Metadata-Version: 2.1
Name: scraped
Version: 0.0.9
Summary: Tools for scraping
Home-page: https://github.com/thorwhalen/scraped
Author: Thor Whalen
License: mit
Platform: any
Description-Content-Type: text/markdown
License-File: LICENSE
Requires-Dist: graze
Requires-Dist: scrapy
Requires-Dist: config2py
Requires-Dist: html2text
Requires-Dist: lkj
Requires-Dist: argh

# scraped

Tools for scraping.

To install:	```pip install scraped```


# Showcase of main functionalities

Note that when pip installed, `scraped` comes with a command line tool of that name. 
Run this in your terminal:

```bash
scraped -h
```

Output:

```
usage: tools.py [-h] {markdown-of-site,download-site,scrape-multiple-sites} ...

...
```

These tools are written in python, so you can use them by importing

```python
from scraped import markdown_of_site, download_site, scrape_multiple_sites
```

`download_site` downloads one (by default, `depth=1`) or several (if you specify
a larger `depth`) pages of a target url, saving them in files of a folder of 
your (optional) choice. 

`scrape_multiple_sites` can be used to download several sites.

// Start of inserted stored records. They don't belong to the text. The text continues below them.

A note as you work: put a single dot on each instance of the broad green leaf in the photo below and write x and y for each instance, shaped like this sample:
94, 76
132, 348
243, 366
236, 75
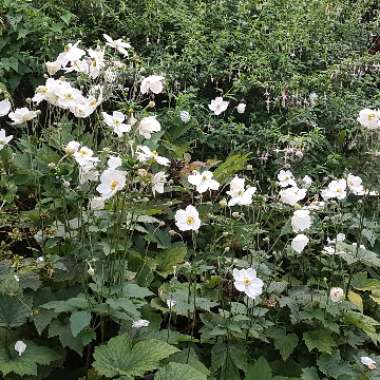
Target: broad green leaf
78, 321
13, 312
259, 370
168, 258
310, 373
179, 371
119, 358
28, 362
234, 163
285, 343
320, 339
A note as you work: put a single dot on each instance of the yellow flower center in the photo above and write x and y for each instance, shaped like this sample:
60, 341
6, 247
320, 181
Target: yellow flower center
113, 184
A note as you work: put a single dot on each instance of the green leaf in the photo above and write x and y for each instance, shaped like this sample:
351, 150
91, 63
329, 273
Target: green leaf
310, 373
78, 321
119, 358
168, 258
234, 163
320, 339
260, 370
28, 362
285, 343
13, 312
179, 371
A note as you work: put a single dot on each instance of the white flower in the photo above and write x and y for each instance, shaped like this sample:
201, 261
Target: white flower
336, 189
4, 139
111, 181
301, 220
97, 203
171, 303
369, 119
239, 195
72, 147
354, 183
5, 107
52, 67
241, 107
300, 242
70, 54
22, 115
140, 323
154, 83
148, 125
144, 154
245, 280
307, 181
286, 178
203, 181
85, 156
187, 219
114, 162
20, 347
292, 195
336, 294
185, 116
218, 105
116, 122
368, 362
158, 182
119, 45
340, 237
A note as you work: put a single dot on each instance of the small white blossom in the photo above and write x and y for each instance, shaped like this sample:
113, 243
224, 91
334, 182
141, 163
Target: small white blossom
144, 154
148, 125
301, 220
158, 182
300, 242
245, 280
336, 294
140, 323
239, 194
20, 347
203, 181
22, 115
185, 116
119, 45
153, 83
218, 105
187, 219
5, 107
368, 362
4, 139
286, 178
292, 195
369, 119
241, 107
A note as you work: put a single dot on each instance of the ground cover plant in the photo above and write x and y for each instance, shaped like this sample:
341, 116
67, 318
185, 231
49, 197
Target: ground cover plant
191, 202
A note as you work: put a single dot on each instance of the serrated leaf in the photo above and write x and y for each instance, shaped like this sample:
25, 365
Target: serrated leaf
179, 371
119, 358
320, 339
259, 370
78, 321
234, 163
285, 343
13, 312
28, 362
310, 373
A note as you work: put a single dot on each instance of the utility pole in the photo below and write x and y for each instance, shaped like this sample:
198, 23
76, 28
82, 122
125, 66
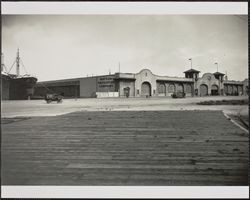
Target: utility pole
17, 63
216, 65
191, 62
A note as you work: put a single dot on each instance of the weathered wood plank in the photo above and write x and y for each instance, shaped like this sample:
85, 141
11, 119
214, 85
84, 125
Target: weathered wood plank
125, 148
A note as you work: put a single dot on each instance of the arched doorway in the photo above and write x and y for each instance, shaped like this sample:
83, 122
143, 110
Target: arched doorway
235, 90
214, 90
171, 88
203, 90
162, 89
179, 87
126, 91
230, 90
146, 89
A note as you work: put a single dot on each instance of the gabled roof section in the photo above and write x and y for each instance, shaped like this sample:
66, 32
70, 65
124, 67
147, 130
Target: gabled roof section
192, 71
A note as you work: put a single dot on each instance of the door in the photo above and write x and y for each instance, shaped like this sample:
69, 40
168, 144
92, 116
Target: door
146, 89
203, 90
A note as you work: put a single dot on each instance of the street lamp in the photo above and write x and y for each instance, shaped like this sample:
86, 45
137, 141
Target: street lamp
190, 62
216, 65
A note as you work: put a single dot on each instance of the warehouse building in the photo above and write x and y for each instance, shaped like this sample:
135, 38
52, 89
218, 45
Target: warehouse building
143, 84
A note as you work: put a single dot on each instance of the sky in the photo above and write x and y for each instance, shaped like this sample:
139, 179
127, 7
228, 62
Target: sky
70, 46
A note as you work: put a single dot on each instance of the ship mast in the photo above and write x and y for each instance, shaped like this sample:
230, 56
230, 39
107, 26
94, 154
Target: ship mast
17, 63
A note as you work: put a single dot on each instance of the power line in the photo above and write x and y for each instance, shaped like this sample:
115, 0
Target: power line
242, 18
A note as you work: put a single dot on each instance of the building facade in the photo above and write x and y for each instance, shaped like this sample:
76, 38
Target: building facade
144, 84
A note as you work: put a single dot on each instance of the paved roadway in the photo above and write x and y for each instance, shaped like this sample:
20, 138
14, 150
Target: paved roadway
122, 142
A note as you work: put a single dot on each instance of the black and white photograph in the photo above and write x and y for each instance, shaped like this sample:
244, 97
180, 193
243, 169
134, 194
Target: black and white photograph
124, 100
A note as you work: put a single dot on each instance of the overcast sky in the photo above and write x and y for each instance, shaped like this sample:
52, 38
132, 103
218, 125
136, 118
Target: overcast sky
69, 46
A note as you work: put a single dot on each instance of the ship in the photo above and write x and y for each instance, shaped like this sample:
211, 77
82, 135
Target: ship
16, 86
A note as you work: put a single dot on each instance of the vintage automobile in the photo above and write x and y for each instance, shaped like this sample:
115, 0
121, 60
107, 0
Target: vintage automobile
53, 97
178, 95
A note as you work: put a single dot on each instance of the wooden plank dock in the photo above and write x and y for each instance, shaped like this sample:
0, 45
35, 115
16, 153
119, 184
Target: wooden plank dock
125, 148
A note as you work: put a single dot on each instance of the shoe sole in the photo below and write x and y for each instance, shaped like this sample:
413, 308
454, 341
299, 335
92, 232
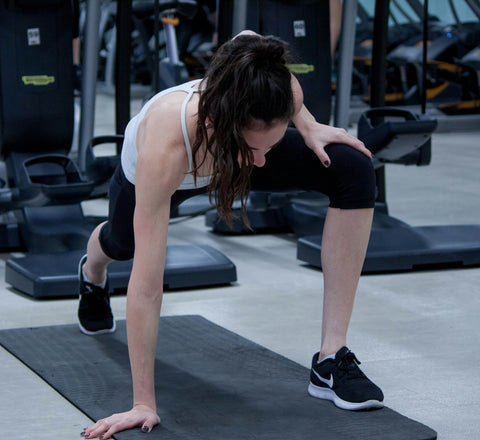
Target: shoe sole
98, 332
328, 394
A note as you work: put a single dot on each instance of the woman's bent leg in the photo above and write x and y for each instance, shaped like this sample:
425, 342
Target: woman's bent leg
344, 244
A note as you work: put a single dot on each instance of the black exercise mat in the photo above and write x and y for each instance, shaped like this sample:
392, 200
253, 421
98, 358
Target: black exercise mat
211, 385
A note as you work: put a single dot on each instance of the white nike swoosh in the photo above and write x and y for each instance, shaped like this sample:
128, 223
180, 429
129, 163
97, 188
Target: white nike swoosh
329, 382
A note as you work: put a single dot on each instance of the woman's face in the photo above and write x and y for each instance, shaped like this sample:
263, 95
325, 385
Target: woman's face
261, 139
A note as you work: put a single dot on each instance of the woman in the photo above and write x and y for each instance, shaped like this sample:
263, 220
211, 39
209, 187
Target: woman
216, 135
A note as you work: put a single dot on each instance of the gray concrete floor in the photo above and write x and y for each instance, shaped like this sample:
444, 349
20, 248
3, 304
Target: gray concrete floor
417, 334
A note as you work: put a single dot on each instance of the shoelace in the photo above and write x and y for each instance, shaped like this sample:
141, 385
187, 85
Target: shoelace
349, 363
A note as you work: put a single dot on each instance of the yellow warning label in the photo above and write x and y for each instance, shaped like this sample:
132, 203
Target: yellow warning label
38, 80
301, 68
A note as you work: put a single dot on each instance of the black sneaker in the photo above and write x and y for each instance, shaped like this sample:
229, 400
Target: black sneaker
341, 381
94, 312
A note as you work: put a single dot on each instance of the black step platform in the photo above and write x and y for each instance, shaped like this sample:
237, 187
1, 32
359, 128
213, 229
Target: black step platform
55, 275
409, 248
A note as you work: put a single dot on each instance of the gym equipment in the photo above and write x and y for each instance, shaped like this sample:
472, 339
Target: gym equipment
204, 392
41, 203
466, 73
447, 43
157, 59
394, 245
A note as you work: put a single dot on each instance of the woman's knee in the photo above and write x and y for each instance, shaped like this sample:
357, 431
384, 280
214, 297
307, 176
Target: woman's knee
353, 178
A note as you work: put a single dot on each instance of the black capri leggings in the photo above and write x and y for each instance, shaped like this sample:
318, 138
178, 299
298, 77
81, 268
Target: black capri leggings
349, 182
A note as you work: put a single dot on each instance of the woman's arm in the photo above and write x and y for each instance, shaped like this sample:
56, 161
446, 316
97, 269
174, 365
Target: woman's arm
318, 136
161, 168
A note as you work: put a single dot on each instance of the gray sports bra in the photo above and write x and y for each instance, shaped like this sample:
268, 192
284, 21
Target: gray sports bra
129, 150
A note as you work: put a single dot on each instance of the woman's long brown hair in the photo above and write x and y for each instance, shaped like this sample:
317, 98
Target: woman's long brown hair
247, 80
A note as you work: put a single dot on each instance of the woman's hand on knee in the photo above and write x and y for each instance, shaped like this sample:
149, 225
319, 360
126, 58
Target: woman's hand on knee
139, 416
323, 135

`markdown_of_site` uses `download_site` (by default, saving to a temporary folder), 
then aggregates all the pages into a single markdown string, which it can save for 
you if you ask for it (by specifying a `save_filepath`)

Below you'll find more details on these functionalities. 

You'll find more useful functions in the code, but the three I mention here are 
the "top" ones I use most often.

## markdown_of_site

Download a site and convert it to markdown.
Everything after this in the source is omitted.